The FBI’s Internet Crime Complaint Center (IC3) warns against this.
CEO fraud, fake invoices and fake videos
Due to the coronavirus, the advice was to work from home as much as possible. Working Netherlands responded to this on a large scale. Because we were less often on the shop floor, many consultations, meetings and get-togethers took place digitally. Employees used programs such as Zoom, Google Meet and Microsoft Teams for this.
This has not gone unnoticed by hackers and cybercriminals. Since the outbreak of the corona pandemic, Business Email Compromise (BEC) has been on the rise. IC3 says it received significantly more reports of BEC fraud between 2019 and 2021. The agency omits precise numbers or percentages.
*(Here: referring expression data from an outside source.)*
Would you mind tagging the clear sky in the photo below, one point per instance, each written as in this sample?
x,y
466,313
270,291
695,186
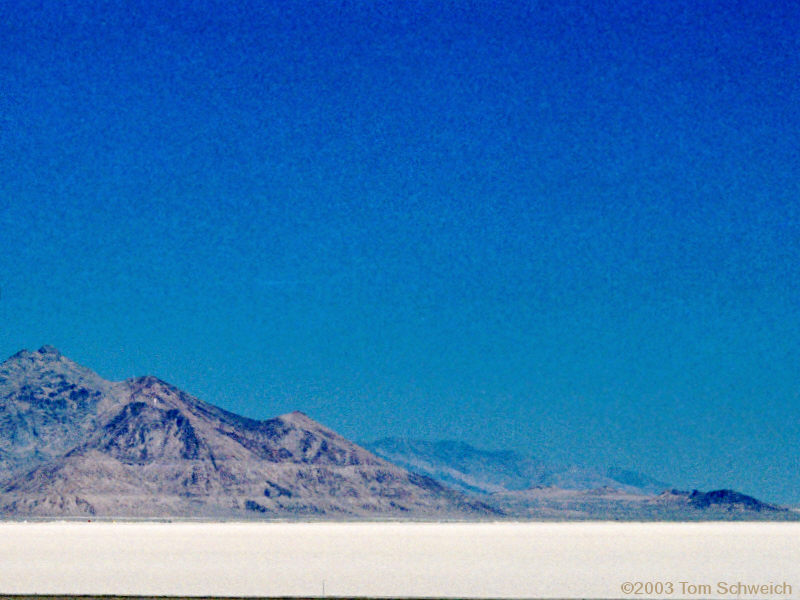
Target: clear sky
x,y
566,228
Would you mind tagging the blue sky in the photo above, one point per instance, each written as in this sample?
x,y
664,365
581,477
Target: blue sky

Traditionally, there are two variants of BEC fraud: a fraudster pretends to be the CEO of a large company ( CEO fraud ), or a scammer sends a ghost or fake invoice to a company. We can now add a third form of fraud: fake video.
Three Ways Cybercriminals Are Using Fake Videos
The FBI’s Internet Scam hotline reports that fake video scams happen in a variety of ways. A common ruse is that a high-ranking employee of the company – for example, the director or financial chief – asks his employees via email to participate in a virtual meeting.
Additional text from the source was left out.